Banda Aceh (ANTARA Aceh) - Majelis hakim Pengadilan Negeri Banda Aceh memvonis dua terdakwa tindak pidana pencucian uang (TPPU) masing-masing lima tahun penjara.

"Menghukum terdakwa dengan pidana penjara masing-masing selama lima tahun," kata Ketua Majelis Hakim Samsul Umar saat membacakan amar putusan di Banda Aceh, Senin.

Samsul yang didampingi anggota majelis hakim, yakni Eddy dan Eliyurita, juga menghukum terdakwa membayar denda masing-masing Rp5 miliar.

"Kalau terdakwa tidak membayar denda, maka terdakwa dihukum penjara selama enam bulan," kata Samsul.

Dua terdakwa TPPU tersebut yakni atas nama Abdullah dan Hamdani. Kedua terdakwa hadir ke persidangan didampingi Zulfiansyah, penasihat hukum mereka.

Vonis majelis hakim tersebut jauh lebih rendah dari tuntutan Jaksa Penuntut Umum (JPU) Munandar dan kawan-kawan.

Pada persidangan sebelumnya, JPU menuntut kedua terdakwa dengan hukuman masing-masing 18 tahun penjara.

Majelis hakim menyatakan kedua terdakwa terbukti secara sah melakukan tindak pidana pencucian uang seperti yang diatur Pasal 3 Undang-Undang Nomor 8 Tahun 2010 Tentang Pencegahan dan Pemberantasan TPPU.

Kedua terdakwa, kata majelis hakim, menggunakan uang dari hasil berbisnis narkoba jenis sabu-sabu untuk membeli rumah, mobil, lahan perkebunan, dan harta benda lainnya.

Selain pidana penjara dan denda, majelis hakim juga memutuskan barang bukti berupa perkebunan, sejumlah sertifikat tanah, satu unit mobil dan uang di rekening sebesar Rp828 juta milik terdakwa Abdullah dan uang Rp966 juta milik terdakwa Hamdani disita untuk negara.

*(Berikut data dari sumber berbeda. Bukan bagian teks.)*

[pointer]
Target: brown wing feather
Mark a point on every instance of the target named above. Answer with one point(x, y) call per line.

Sedangkan tiga mobil mewah dan sejumlah sertifikat tanah yang disita dari terdakwa Abdullah, tetapi bukan atas nama Abdullah dikembalikan kepada pemiliknya masing-masing.

Begitu juga satu unit mobil yang disita dari tangan terdakwa Hamdani dikembalikan kepada pemiliknya.

Atas putusan majelis hakim tersebut, JPU maupun penasihat hukum kedua terdakwa menyatakan pikir-pikir.

Majelis hakim memberikan waktu dua pekan kepada JPU dan penasihat hukum untuk menyatakan keputusannya atas vonis tersebut.

Sebelumnya, dalam sidang dengan perkara narkotika, kedua terdakwa diputus dengan hukuman mati karena terbukti bersalah atas kepemilikan sabu-sabu seberat 78 kilogram.

Terdakwa Abdullah dan Hamdani ditangkap petugas Badan Narkotika Nasional (BNN) di tempat terpisah di Langsa dan Sumatera Utara pada pertengahan Februari 2015.